Among the hardest hit are the Mughrabi family: more than 70 were killed in a single Israeli airstrike in December. The Abu Najas: over 50 were killed in October strikes, including at least two pregnant women. The large Doghmush clan lost at least 44 members in a strike on a mosque and the total soared over 100 weeks later; by spring, over 80 members of the Abu al-Qumssan family had been killed.
“The numbers are shocking,” said Hussam Abu al-Qumssan.
No warning, no access
Gaza was under siege before the war, but since Oct. 7 Israel and Egypt have totally blocked access for outside reporting teams or independent investigators. Hundreds of local reporters juggled covering the relentless Israeli bombings – 6,000 in the first five days of the war – while running for their own lives and seeking shelter for themselves and their families.
In the first month after Hamas deadly Oct. 7 attack on Israel, which killed about 1,200 people, Gaza’s health ministry said 300 Palestinian families lost over 10 members. That’s twice as many as during the devastating 51-day war of 2014.

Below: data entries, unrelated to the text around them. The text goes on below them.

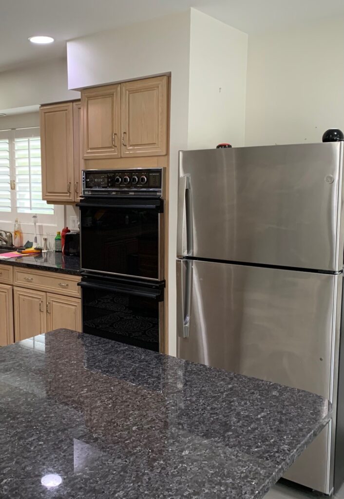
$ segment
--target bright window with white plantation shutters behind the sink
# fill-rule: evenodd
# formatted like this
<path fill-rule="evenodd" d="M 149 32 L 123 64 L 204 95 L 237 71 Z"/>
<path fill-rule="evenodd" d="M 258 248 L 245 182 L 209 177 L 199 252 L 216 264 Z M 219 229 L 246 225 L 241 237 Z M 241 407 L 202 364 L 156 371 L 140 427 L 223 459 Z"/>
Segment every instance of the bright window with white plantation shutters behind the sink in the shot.
<path fill-rule="evenodd" d="M 42 200 L 39 128 L 0 130 L 0 221 L 55 225 L 53 205 Z"/>

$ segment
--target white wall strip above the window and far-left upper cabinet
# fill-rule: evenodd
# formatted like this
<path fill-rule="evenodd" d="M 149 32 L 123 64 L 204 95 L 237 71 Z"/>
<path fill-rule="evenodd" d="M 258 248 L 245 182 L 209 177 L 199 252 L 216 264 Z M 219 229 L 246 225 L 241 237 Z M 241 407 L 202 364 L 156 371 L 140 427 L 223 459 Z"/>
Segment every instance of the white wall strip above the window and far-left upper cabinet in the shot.
<path fill-rule="evenodd" d="M 0 73 L 0 110 L 79 97 L 79 92 L 68 90 L 65 59 Z"/>

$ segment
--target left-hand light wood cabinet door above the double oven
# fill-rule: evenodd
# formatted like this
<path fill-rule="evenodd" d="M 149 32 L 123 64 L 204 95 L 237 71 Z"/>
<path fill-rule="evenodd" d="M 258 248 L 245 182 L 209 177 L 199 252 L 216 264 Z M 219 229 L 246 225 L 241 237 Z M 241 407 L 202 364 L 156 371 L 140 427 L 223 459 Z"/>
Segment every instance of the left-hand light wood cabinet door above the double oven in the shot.
<path fill-rule="evenodd" d="M 120 85 L 81 90 L 84 158 L 119 158 Z"/>

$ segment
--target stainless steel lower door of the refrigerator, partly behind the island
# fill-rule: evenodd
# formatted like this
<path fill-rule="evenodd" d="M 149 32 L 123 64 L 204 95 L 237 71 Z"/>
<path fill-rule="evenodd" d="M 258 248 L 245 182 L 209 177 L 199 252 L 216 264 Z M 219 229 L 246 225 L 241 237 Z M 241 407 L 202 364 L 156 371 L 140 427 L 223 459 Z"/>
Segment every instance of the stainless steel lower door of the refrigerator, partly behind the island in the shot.
<path fill-rule="evenodd" d="M 178 356 L 336 407 L 342 274 L 177 260 Z M 329 494 L 335 419 L 285 478 Z"/>

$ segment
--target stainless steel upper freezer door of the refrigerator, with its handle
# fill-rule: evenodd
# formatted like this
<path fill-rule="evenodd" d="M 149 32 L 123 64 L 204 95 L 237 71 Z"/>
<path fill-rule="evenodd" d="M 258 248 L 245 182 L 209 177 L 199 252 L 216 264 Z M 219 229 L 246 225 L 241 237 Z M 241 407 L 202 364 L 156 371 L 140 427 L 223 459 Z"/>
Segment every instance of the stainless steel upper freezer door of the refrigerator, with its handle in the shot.
<path fill-rule="evenodd" d="M 178 257 L 341 270 L 342 163 L 343 142 L 182 151 Z"/>

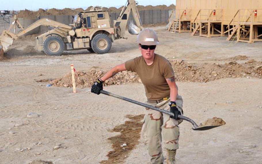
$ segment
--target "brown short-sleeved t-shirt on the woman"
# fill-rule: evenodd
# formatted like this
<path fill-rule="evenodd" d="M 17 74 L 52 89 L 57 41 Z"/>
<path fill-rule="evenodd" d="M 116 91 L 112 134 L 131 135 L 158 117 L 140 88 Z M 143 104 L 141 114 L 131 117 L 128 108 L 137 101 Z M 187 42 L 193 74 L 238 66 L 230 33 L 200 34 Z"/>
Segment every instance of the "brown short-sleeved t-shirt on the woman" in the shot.
<path fill-rule="evenodd" d="M 148 66 L 143 56 L 125 62 L 126 70 L 136 72 L 145 86 L 146 96 L 150 100 L 159 100 L 170 95 L 166 79 L 174 76 L 170 62 L 155 54 L 153 64 Z"/>

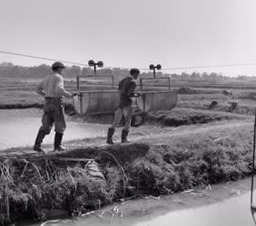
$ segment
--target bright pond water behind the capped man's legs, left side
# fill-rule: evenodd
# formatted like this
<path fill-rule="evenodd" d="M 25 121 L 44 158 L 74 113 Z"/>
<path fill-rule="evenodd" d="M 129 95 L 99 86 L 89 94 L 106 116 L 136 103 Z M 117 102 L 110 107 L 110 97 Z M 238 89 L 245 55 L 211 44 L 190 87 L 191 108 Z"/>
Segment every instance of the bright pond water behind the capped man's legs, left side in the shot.
<path fill-rule="evenodd" d="M 0 150 L 17 146 L 33 146 L 41 126 L 42 114 L 40 109 L 0 110 Z M 106 136 L 108 125 L 71 121 L 69 117 L 66 119 L 64 141 Z M 44 138 L 44 144 L 53 143 L 54 128 L 51 134 Z"/>

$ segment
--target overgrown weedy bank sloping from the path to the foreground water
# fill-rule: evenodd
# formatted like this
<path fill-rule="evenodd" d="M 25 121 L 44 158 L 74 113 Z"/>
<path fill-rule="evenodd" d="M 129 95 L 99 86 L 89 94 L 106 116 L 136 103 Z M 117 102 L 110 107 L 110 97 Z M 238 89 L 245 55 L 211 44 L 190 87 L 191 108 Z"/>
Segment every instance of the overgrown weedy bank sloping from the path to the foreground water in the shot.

The 10 strikes analyzed by AP mainly hit residential buildings, homes and shelters where parents, children, grandparents were huddled together for safety. In no case was there an obvious military target or direct warning to those inside. The Salem family has lost at least 270 members in all.
At one point the Salems raised a white flag on their building, which was in the midst of a battle zone. They told the army they will not leave because they said nowhere was safe.

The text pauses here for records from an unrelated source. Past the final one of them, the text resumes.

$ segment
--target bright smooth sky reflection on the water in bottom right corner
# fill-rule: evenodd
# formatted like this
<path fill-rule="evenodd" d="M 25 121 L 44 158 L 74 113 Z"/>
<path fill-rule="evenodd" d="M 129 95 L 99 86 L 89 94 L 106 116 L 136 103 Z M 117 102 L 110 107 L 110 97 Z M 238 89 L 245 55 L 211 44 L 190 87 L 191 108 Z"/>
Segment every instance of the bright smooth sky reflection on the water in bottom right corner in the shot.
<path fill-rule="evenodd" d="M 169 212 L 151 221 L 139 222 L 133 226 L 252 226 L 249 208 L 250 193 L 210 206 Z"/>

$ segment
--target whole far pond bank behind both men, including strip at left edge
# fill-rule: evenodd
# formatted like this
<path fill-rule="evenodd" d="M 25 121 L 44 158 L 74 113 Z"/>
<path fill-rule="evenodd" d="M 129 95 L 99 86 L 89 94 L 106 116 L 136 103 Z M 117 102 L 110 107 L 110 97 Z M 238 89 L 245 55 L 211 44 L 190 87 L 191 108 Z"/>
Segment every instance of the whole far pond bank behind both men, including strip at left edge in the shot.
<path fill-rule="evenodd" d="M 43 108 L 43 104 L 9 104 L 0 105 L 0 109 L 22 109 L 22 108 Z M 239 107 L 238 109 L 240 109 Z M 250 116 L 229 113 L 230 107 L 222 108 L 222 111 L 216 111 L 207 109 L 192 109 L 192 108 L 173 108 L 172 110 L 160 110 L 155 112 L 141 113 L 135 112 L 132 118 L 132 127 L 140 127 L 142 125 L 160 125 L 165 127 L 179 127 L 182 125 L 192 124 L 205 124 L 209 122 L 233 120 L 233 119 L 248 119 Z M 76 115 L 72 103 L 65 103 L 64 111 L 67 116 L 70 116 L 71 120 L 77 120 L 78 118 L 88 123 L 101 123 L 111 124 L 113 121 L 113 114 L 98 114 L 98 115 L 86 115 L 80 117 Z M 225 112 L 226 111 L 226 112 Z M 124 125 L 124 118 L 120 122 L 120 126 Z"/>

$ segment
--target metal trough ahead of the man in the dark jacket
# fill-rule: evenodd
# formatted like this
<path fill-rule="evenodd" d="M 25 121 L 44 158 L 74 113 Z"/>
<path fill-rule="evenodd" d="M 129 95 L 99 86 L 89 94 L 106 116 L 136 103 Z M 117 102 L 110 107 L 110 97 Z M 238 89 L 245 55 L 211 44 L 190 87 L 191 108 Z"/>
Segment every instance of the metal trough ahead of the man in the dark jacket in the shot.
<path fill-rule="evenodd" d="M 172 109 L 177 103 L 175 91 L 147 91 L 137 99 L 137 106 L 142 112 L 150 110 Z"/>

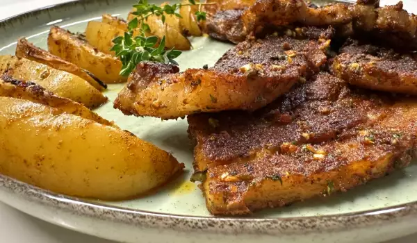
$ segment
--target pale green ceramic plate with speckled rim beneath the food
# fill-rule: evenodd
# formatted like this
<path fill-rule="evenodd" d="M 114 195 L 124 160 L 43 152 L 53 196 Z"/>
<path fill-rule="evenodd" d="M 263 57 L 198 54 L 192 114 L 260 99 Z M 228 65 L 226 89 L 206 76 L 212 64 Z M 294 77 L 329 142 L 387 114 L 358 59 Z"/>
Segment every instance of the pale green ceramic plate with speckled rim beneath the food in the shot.
<path fill-rule="evenodd" d="M 51 25 L 82 32 L 102 13 L 126 17 L 130 8 L 122 0 L 76 1 L 7 19 L 0 23 L 0 54 L 13 54 L 22 36 L 47 49 Z M 213 65 L 231 47 L 207 37 L 192 42 L 193 51 L 178 59 L 182 69 Z M 112 104 L 121 87 L 109 86 L 111 101 L 97 109 L 99 115 L 172 152 L 186 164 L 183 176 L 151 196 L 117 203 L 75 199 L 0 176 L 0 200 L 51 223 L 123 242 L 380 242 L 417 232 L 417 165 L 329 198 L 245 218 L 212 217 L 197 185 L 188 181 L 193 153 L 186 120 L 122 115 Z"/>

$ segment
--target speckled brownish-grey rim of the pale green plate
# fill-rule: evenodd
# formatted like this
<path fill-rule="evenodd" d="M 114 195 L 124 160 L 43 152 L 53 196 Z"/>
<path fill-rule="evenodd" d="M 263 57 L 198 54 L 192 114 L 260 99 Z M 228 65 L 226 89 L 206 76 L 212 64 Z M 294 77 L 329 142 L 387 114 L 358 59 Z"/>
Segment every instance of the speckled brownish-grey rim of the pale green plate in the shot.
<path fill-rule="evenodd" d="M 109 4 L 109 1 L 111 0 L 71 0 L 66 3 L 52 4 L 3 19 L 0 21 L 0 27 L 13 24 L 13 22 L 17 22 L 22 18 L 42 15 L 49 10 L 68 8 L 92 2 L 106 2 Z M 352 0 L 339 1 L 346 3 L 352 2 Z M 300 232 L 311 233 L 317 231 L 347 231 L 354 228 L 387 224 L 400 218 L 417 216 L 417 201 L 375 210 L 309 217 L 245 218 L 174 215 L 108 206 L 104 203 L 92 203 L 84 199 L 50 192 L 2 174 L 0 174 L 0 190 L 17 194 L 27 201 L 40 203 L 47 207 L 58 210 L 70 210 L 70 212 L 80 216 L 106 221 L 110 220 L 122 224 L 133 224 L 145 228 L 161 228 L 175 231 L 203 231 L 229 234 L 244 232 L 247 234 L 268 235 Z"/>

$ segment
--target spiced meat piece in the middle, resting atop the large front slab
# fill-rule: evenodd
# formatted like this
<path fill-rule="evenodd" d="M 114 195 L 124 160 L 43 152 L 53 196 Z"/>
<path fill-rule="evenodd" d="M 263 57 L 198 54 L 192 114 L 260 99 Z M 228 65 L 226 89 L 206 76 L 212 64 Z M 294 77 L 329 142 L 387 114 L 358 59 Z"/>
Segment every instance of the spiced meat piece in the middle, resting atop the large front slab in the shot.
<path fill-rule="evenodd" d="M 126 115 L 163 119 L 197 112 L 256 110 L 318 72 L 327 61 L 327 47 L 325 39 L 270 36 L 238 44 L 211 69 L 178 73 L 174 66 L 141 63 L 118 95 L 115 108 Z"/>

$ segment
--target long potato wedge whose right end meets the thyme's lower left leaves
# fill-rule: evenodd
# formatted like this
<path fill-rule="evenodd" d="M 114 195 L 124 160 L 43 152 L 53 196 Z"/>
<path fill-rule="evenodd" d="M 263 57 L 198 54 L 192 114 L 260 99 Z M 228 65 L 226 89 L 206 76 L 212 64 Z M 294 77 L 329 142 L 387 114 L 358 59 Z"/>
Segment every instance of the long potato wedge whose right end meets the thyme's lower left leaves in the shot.
<path fill-rule="evenodd" d="M 102 53 L 85 40 L 63 28 L 54 26 L 48 36 L 48 49 L 55 56 L 72 62 L 88 70 L 104 83 L 122 83 L 126 77 L 120 76 L 122 62 L 115 56 Z"/>

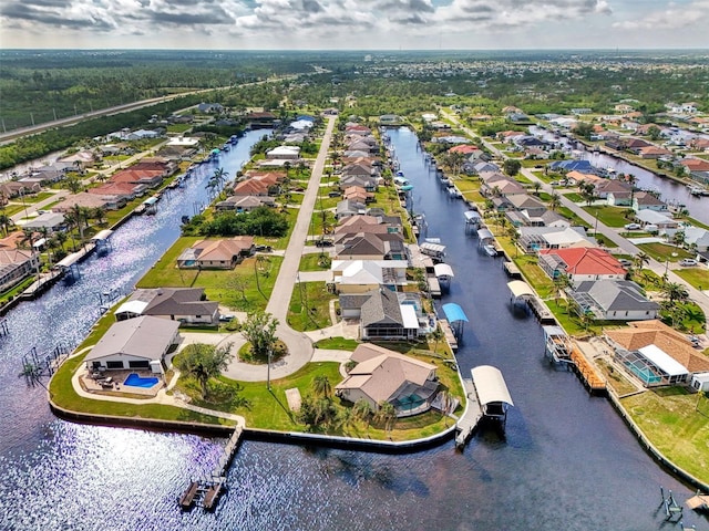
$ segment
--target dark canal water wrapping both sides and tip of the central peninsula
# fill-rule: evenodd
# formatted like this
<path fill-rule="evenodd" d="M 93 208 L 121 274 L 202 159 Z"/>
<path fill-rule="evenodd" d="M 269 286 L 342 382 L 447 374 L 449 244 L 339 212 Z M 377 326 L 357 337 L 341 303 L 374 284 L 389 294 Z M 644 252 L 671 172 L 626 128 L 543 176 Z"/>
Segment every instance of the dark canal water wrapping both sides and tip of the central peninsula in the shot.
<path fill-rule="evenodd" d="M 500 260 L 479 252 L 464 233 L 462 202 L 439 188 L 411 132 L 390 136 L 415 186 L 414 210 L 425 214 L 429 236 L 448 246 L 456 278 L 443 302 L 461 304 L 471 321 L 461 369 L 493 364 L 510 386 L 515 407 L 506 437 L 482 431 L 463 452 L 450 441 L 403 456 L 245 441 L 216 511 L 183 513 L 178 494 L 189 478 L 214 468 L 224 440 L 53 418 L 43 389 L 28 389 L 17 377 L 22 353 L 81 341 L 97 315 L 97 293 L 127 290 L 172 243 L 181 216 L 205 200 L 207 169 L 176 192 L 184 197 L 163 199 L 155 218 L 120 229 L 114 251 L 85 262 L 81 281 L 9 315 L 12 335 L 0 344 L 0 529 L 660 528 L 659 486 L 680 500 L 689 490 L 653 462 L 605 399 L 547 364 L 540 326 L 508 305 Z M 242 139 L 237 149 L 257 138 Z M 220 165 L 234 175 L 247 152 L 235 149 Z M 707 527 L 691 516 L 685 522 Z"/>

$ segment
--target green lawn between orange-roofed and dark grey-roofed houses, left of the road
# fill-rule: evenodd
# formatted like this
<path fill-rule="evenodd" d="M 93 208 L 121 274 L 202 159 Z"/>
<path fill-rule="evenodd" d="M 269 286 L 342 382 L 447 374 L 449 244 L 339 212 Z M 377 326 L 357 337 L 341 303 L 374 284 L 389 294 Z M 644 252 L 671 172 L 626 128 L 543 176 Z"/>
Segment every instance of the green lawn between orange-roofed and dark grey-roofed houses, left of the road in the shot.
<path fill-rule="evenodd" d="M 177 257 L 192 246 L 198 237 L 179 238 L 147 273 L 137 282 L 137 288 L 204 288 L 207 299 L 218 301 L 234 310 L 254 312 L 265 310 L 278 270 L 281 257 L 266 257 L 257 263 L 256 257 L 245 259 L 234 270 L 192 270 L 178 269 Z M 256 270 L 258 269 L 258 284 Z M 238 277 L 247 284 L 244 294 L 229 285 L 229 279 Z M 258 290 L 260 285 L 263 294 Z"/>

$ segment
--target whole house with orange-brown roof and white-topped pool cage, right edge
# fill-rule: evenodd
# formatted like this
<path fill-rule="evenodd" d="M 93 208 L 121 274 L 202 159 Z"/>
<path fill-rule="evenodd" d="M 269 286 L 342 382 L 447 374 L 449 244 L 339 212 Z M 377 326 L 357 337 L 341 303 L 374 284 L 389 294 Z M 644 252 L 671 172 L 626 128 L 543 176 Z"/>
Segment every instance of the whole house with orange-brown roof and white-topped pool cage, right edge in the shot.
<path fill-rule="evenodd" d="M 605 339 L 620 366 L 646 387 L 685 383 L 709 371 L 709 358 L 661 321 L 631 322 L 626 329 L 607 330 Z"/>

Over 170 members of the family were killed in two bombings eight days apart. Three strikes over four weeks killed 30 al-Agha members; and a series of strikes in a refugee camp in December killed 106 people from at least four families. A Dec. 24 attack was the first time Israel admitted “mistakenly” striking next to its intended targets.

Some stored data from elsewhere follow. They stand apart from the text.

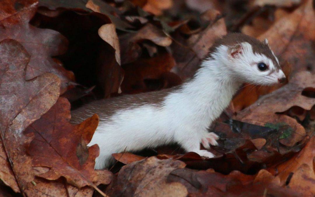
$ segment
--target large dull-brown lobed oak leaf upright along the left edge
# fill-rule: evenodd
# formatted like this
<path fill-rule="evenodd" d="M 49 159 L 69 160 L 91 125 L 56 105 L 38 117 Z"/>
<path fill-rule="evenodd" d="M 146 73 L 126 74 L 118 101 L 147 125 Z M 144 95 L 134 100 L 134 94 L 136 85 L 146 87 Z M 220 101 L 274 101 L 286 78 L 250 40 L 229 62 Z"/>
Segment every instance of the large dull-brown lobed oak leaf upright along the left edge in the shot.
<path fill-rule="evenodd" d="M 25 80 L 30 58 L 19 42 L 0 42 L 0 179 L 15 192 L 22 192 L 34 178 L 24 147 L 31 136 L 22 132 L 49 110 L 60 94 L 60 79 L 54 74 Z"/>

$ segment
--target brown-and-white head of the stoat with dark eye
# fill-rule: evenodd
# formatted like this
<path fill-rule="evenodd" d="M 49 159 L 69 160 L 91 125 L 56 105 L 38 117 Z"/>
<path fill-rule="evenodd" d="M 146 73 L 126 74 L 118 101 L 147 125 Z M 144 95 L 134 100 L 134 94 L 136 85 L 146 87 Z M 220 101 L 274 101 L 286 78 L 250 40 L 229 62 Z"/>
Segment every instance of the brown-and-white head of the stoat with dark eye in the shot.
<path fill-rule="evenodd" d="M 261 42 L 253 37 L 234 33 L 223 37 L 218 47 L 220 46 L 225 48 L 224 54 L 221 50 L 220 59 L 225 60 L 228 72 L 240 82 L 272 85 L 285 81 L 278 58 L 270 49 L 267 39 Z"/>

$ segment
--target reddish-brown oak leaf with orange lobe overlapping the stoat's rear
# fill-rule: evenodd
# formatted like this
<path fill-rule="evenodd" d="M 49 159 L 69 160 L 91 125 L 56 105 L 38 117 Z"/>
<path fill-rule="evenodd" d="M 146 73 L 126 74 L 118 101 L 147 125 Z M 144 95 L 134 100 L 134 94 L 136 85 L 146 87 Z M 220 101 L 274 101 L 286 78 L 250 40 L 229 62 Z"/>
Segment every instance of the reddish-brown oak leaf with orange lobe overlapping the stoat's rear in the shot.
<path fill-rule="evenodd" d="M 87 147 L 98 125 L 98 116 L 95 114 L 78 125 L 72 125 L 70 119 L 70 103 L 60 97 L 46 114 L 25 130 L 25 133 L 35 134 L 28 154 L 32 157 L 33 169 L 39 172 L 36 176 L 48 180 L 65 177 L 78 188 L 89 185 L 96 189 L 99 179 L 108 184 L 112 173 L 94 170 L 98 146 Z"/>

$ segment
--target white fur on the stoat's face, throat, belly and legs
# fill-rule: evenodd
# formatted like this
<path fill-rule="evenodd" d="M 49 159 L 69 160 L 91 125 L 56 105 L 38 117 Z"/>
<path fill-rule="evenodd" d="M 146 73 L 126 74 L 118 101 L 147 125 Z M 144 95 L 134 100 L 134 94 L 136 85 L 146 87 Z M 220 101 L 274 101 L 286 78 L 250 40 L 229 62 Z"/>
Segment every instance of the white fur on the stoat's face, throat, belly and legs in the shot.
<path fill-rule="evenodd" d="M 111 154 L 136 151 L 177 142 L 186 151 L 213 157 L 207 150 L 200 150 L 200 143 L 209 148 L 216 145 L 217 135 L 209 133 L 210 126 L 230 103 L 233 94 L 243 82 L 273 84 L 282 71 L 267 76 L 257 64 L 272 61 L 261 54 L 253 54 L 251 45 L 243 42 L 242 54 L 231 57 L 227 46 L 220 46 L 202 62 L 195 77 L 183 84 L 177 92 L 170 93 L 162 105 L 143 105 L 117 111 L 109 120 L 100 121 L 89 146 L 98 144 L 100 155 L 95 168 L 111 163 Z M 269 70 L 270 71 L 270 70 Z"/>

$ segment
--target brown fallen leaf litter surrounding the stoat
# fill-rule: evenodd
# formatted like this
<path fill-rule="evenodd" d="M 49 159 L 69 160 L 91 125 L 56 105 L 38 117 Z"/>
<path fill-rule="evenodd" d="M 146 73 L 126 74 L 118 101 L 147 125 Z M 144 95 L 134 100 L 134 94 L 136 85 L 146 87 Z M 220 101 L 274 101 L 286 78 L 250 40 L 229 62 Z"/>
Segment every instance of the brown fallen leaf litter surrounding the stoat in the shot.
<path fill-rule="evenodd" d="M 5 0 L 0 6 L 0 191 L 314 195 L 313 1 L 209 2 Z M 209 128 L 220 136 L 210 149 L 216 157 L 185 153 L 174 144 L 116 153 L 112 172 L 94 170 L 98 147 L 87 144 L 98 117 L 72 125 L 66 98 L 74 109 L 97 98 L 178 85 L 229 31 L 268 38 L 288 80 L 239 90 Z"/>

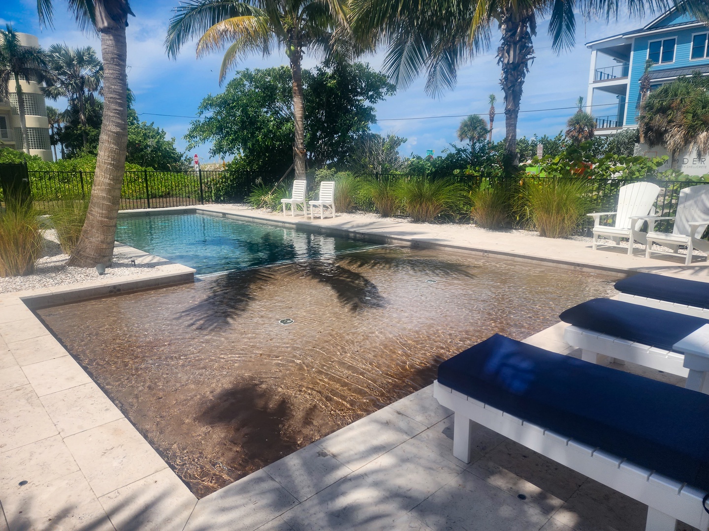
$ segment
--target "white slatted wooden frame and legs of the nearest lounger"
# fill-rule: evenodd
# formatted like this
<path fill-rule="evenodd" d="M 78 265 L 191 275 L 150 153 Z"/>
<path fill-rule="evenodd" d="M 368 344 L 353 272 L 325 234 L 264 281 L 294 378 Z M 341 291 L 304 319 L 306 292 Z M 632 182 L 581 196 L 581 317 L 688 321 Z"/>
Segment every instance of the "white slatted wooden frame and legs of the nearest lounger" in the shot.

In one attack in the crowded Jabaliya refugee camp in northern Gaza, Israeli bombs erased an entire block of buildings. Nearly 40 members of the Abu al-Qumssan family were killed, while the toll for that Oct. 31 attack remains unknown. Unusually, Israel identified a target, saying it went after a senior Hamas commander.
Why it’s part of the war crimes and genocide cases
Israel has said it takes measures to mitigate agains t civilian harm. In past conflicts, it often directly warned civilians about to be targeted. But in this war, that method is rarely used, replaced by evacuation orders for entire areas that not everyone can or will obey.
When civilian deaths are involved, the laws of war come down to a question of proportionality, whether the military advantage justifies the destruction.
The world’s top court, the International Court of Justice is considering whether Israel is committing genocide against Palestinians in Gaza. The killing of families across generations is a key part of t he case.
Separately, the International Criminal Court prosecutor is seeking arrest warrants for two Israeli leaders for war crimes and crimes against humanity, including for the intentional killing of civilians, as well as for three Hamas leaders over crimes connected to the Oct. 7 attack.
Craig Jones, a lecturer at Newcastle University who studied the role of Israel’s military lawyers, said Israel has clearly relaxed its standards for civilian casualties, fueled by anger over the Oct. 7 attacks and domestic politics.
The law of war allows for a “sort of rushed form of warfare” with higher civilian casualties where a military needs to respond quickly and in changing circumstances. But “Israel is just so clearly violating the law because it’s pushing the rules so far,” he said.
How the deaths affect the Palestinian future
The deaths of so many Palestinian families will reverberate for generations. Kinship reaches far beyond the nuclear family in Gaza. Compounds, frequently multiple buildings of three stories or more, are occupied by an entire bloodline.
When the Salem family home in northern Gaza was destroyed in 2009, Youssef and his brothers chipped in to rebuild it for their father and uncles. It was damaged again in 2014. Now it is a skeleton, torched from the inside.
Palestinians will remember entire families that have disappeared from their lives, said Ramy Abdu, chairman for the Geneva-based EuroMed Human Rights Monitor, which monitors the Gaza war.
“It is like a whole village or hamlet has been wiped out.”